You will have to add the provider in the catalog initialization code of your backend. They are not installed by default, therefore you have to add a dependency on @backstage/plugin-catalog-backend-module-github to your backend package.

# From your Backstage root directory
yarn --cwd packages/backend add @backstage/plugin-catalog-backend-module-github

And then update your backend by adding the following line:

packages/backend/src/index.ts
// github discovery
backend.add(import('@backstage/plugin-catalog-backend-module-github/alpha'));

Installation with Events Support

For the legacy backend system, please read the sub-section below.

The catalog module for GitHub comes with events support enabled. This will make it subscribe to its relevant topics (github.push) and expects these events to be published via the EventsService.

Additionally, you should install the event router by events-backend-module-github which will route received events from the generic topic github to more specific ones based on the event type (e.g., github.push).

In order to receive Webhook events by GitHub, you have to decide how you want them to be ingested into Backstage and published to its EventsService.
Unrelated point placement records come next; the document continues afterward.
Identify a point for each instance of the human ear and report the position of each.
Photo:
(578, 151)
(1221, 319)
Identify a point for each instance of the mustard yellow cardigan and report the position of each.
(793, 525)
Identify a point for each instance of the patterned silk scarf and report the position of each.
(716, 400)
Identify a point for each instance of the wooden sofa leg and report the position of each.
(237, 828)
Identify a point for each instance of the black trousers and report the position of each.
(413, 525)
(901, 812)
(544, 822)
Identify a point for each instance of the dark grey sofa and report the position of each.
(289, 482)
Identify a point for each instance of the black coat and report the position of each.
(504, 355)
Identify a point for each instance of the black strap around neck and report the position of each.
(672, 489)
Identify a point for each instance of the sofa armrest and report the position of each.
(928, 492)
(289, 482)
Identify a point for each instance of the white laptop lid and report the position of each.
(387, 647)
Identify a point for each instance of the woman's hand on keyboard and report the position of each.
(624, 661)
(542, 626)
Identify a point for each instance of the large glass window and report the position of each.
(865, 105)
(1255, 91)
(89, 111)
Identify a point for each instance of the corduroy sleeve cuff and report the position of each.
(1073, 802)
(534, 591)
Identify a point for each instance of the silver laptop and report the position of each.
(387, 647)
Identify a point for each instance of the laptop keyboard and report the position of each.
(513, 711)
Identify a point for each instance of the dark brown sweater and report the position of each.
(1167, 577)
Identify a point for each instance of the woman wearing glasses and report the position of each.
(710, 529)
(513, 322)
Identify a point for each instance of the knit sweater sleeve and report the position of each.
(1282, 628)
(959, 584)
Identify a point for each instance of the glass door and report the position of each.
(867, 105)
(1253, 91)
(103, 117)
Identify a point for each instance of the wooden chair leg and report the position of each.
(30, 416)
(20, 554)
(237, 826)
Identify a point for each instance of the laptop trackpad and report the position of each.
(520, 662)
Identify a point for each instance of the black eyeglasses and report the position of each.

You can decide between the following options (extensible):

Legacy Backend System

Please follow the installation instructions at

Additionally, you need to decide how you want to receive events from external sources like

Set up your provider

packages/backend/src/plugins/catalog.ts
import { CatalogBuilder } from '@backstage/plugin-catalog-backend';
import { GithubEntityProvider } from '@backstage/plugin-catalog-backend-module-github';
import { ScaffolderEntitiesProcessor } from '@backstage/plugin-scaffolder-backend';
import { Router } from 'express';
import { PluginEnvironment } from '../types';

export default async function createPlugin(
env: PluginEnvironment,
): Promise<Router> {
const builder = await CatalogBuilder.create(env);
builder.addProcessor(new ScaffolderEntitiesProcessor());
const githubProvider = GithubEntityProvider.fromConfig(env.config, {
events: env.events,
logger: env.logger,
scheduler: env.scheduler,
});
builder.addEntityProvider(githubProvider);
const { processingEngine, router } = await builder.build();
await processingEngine.start();
return router;
}

You can check the official docs to configure your webhook and to secure your request. The webhook will need to be configured to forward push events.

Configuration

To use the discovery provider, you'll need a GitHub integration set up with either a Personal Access Token or GitHub Apps. For Personal Access Tokens you should pay attention to the required scopes, where you will need at least the repo scope for reading components. For GitHub Apps you will need to grant it the required permissions instead, where you will need at least the Contents: Read-only permissions for reading components.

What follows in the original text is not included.